You don’t have to delete everyone you aren’t really friends with off of Facebook or Social Media, but if they are someone you don’t and probably won’t have a relationship with, you sure don’t want them on your contact list, because that list is the core of your business.
So, let’s simplify it by starting from scratch.
One of the things you can do is go thru your list of contacts and segment them. There are professional contacts for instance, like doctors, and accountants that you may not have a real relationship with, but still need their contact information. There are others that could be put on the not important list, consisting of people who you will likely never foster a real relationship with.
And then there is YOUR CIRCLE LIST.
SO if we start from scratch, let’s start with the people we know.
You will here it often in this industry, that you should never prejudge a prospect, and that is true, but you also don’t want to waste time on someone who isn’t really a prospect and never will be. You know your family and close friends very well. These people will be in your life no matter what. Beyond that circle though, as you spread out, how can you determine who is going to be on your list of 100 people and who needs to go into another segment of your list?
You do this by picking up the phone and calling them. One at a time, you pick up the phone, not to make a sales pitch, but to touch base with that person. See how they are doing and listen to the exchange. Are they engaged in your call? Are they excited to hear from you? Is this someone that you want in your core circle of people you are going to keep in contact with and build a relationship with thru marketing? Or would it be better to fill that precious space with someone else?
You can only manage so much. IF someone isn’t right for you and your team, and vision of what you are trying to accomplish, don’t forget to give them the opportunity to take advantage, but don’t worry about it if they don’t. There is nothing you can do about it. As a matter of fact, there is nothing you can do about anyone you don’t.
You are looking for people who align with your values and vision of what you believe your organization will become. You are looking for the people who inspire and motivate you to do better.
This means part of your circle of influence needs to be people who are maybe in your upline, or at higher levels of the company.
100 people are easy to manage as far as staying in touch, and if they are like you, as far as being aligned with your values and vision, they are going to do what you do.

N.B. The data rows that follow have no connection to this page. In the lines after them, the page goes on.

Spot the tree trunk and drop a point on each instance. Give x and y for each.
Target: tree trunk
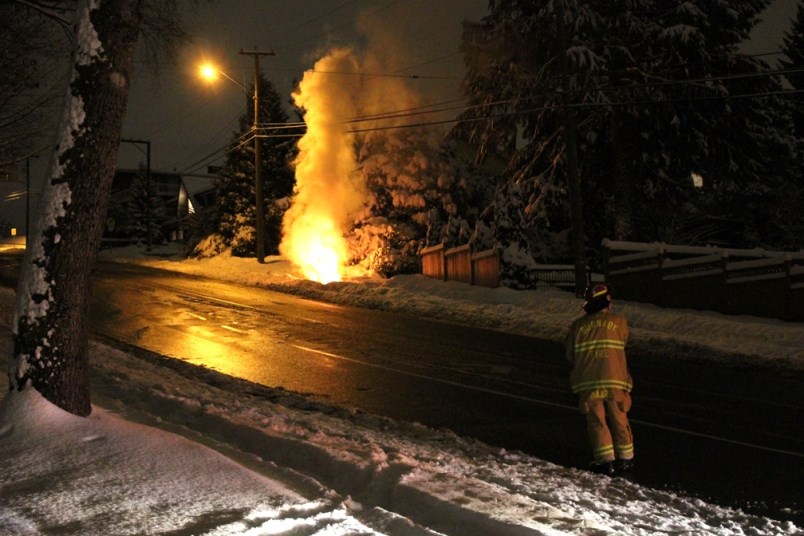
(50, 331)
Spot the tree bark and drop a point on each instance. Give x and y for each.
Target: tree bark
(50, 328)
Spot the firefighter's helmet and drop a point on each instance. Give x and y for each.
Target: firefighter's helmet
(597, 297)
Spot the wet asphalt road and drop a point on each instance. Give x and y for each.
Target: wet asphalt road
(730, 435)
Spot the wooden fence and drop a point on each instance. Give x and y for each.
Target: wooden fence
(482, 268)
(731, 281)
(460, 264)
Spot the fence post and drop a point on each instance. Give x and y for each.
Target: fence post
(726, 301)
(788, 277)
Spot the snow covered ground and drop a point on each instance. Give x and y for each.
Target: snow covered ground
(174, 449)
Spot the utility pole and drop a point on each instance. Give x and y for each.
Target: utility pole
(147, 188)
(573, 174)
(257, 159)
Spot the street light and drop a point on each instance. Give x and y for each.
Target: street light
(211, 73)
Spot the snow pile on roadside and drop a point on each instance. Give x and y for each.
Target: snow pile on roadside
(434, 478)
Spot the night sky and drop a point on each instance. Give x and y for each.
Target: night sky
(187, 120)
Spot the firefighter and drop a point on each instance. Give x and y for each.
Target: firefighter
(595, 348)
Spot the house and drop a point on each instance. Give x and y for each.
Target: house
(176, 197)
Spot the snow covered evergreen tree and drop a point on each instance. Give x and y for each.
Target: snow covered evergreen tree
(658, 91)
(420, 193)
(145, 210)
(236, 212)
(793, 64)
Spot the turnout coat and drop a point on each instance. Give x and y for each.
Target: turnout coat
(595, 347)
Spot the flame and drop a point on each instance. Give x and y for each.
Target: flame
(319, 250)
(327, 194)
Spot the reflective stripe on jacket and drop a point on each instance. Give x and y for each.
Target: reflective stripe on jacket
(595, 347)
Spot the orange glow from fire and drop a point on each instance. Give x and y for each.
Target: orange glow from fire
(327, 194)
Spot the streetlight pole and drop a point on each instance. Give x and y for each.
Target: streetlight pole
(257, 158)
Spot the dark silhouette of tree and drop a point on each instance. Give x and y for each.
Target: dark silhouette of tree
(656, 92)
(50, 321)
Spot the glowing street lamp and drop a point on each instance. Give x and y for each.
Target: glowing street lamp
(210, 73)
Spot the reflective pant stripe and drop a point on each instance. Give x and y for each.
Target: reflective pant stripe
(602, 438)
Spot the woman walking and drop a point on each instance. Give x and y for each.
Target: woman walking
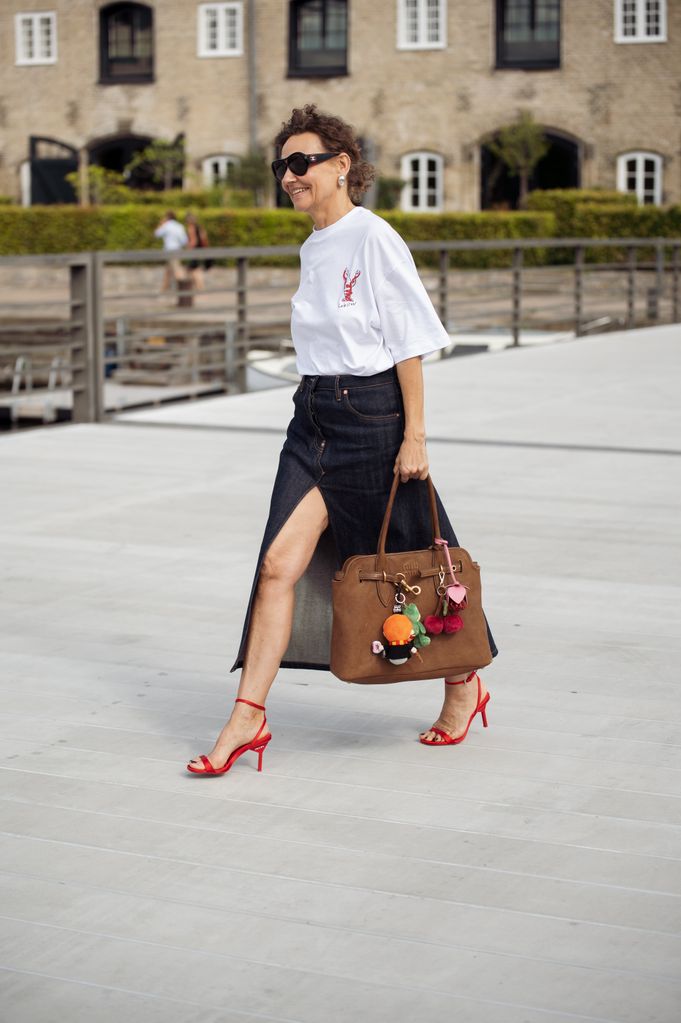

Don’t be in such a hurry to build your business, that you end up wasting your time on a bunch of tire kickers. Sometimes they are just doing their diligence, but other times, they are indecisive, and even if they do join, they may not be someone who you want to have in your circle of people you are keeping in contact with on a regular basis.
The Internet allows us to automate a lot of our communication, but we are building relationships thru sharing ideas, and it is best to share ideas in a two way conversation, rather than a monologue on a training call, webinar or email follow up series. This is something you cannot automate. You must be plugged into your people if you want to thrive in this industry.
If you want to stay plugged into your people, it is vital that you decide which of those people it is going to be.